We are building an orchestration layer that needs to programmatically eject a specific user from an active conference call when certain compliance flags are triggered. The current approach involves using the Genesys Cloud Conversations API to manage participant states.
The initial thought was to use the DELETE /api/v2/conversations/conferences/{conferenceId}/participants/{participantId} endpoint. We’ve successfully retrieved the conference ID and the target participant ID from the active conversation object. However, when executing the request, we receive a 405 Method Not Allowed response. The documentation for the Conversations API is somewhat sparse on explicit removal actions for conferences, often pointing towards the general conversation update methods.
We attempted to use the POST /api/v2/conversations/conferences/{conferenceId}/participants endpoint with a REMOVE action in the body, but that also resulted in a 400 Bad Request because the payload structure did not match the expected ParticipantActionRequest. The JSON we tried was:
{
"actions": [
{
"participantId": "abc-123-def",
"action": "REMOVE"
}
]
}
The error message returned was: Invalid action type 'REMOVE' for participant action. The valid actions listed in the schema seem to be ADD, REMOVE_FROM_QUEUE, and TRANSFER. This is confusing because removing a participant is a distinct action from removing them from a queue.

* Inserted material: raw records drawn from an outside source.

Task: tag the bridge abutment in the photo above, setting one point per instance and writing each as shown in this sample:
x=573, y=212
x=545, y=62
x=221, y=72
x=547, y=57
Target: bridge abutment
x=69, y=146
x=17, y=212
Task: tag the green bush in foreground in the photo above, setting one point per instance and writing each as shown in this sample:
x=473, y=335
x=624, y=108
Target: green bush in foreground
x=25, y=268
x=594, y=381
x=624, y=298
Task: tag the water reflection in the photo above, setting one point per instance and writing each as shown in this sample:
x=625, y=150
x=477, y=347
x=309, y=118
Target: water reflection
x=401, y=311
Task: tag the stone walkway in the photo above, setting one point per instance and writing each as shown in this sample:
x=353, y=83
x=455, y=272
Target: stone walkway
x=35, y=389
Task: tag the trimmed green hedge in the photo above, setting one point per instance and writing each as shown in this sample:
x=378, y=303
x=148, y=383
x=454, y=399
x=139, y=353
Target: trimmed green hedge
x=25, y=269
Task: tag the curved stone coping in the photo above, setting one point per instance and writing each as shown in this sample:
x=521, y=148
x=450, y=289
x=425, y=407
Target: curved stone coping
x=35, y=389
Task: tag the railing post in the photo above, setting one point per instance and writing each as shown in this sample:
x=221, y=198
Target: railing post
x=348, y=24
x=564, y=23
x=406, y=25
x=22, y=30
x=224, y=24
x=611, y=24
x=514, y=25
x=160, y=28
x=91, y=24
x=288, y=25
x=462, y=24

Here is our current environment setup:
- Region: EU (api.eu.genesys.cloud)
- API Version: v2
- Auth: OAuth Bearer Token with
admin:conversation:writescope - Client: Python
genesyscloudSDK v2.0
We have verified that the token has the correct permissions by successfully updating other conversation attributes. The issue appears to be specific to the participant removal logic within a conference context. Is there a specific endpoint or payload structure that correctly handles this? We need to avoid a full conversation disconnect and only target the flagged user.
Any insights on the correct API path or payload for this specific operation would be appreciated. We are stuck on the participant action enumeration.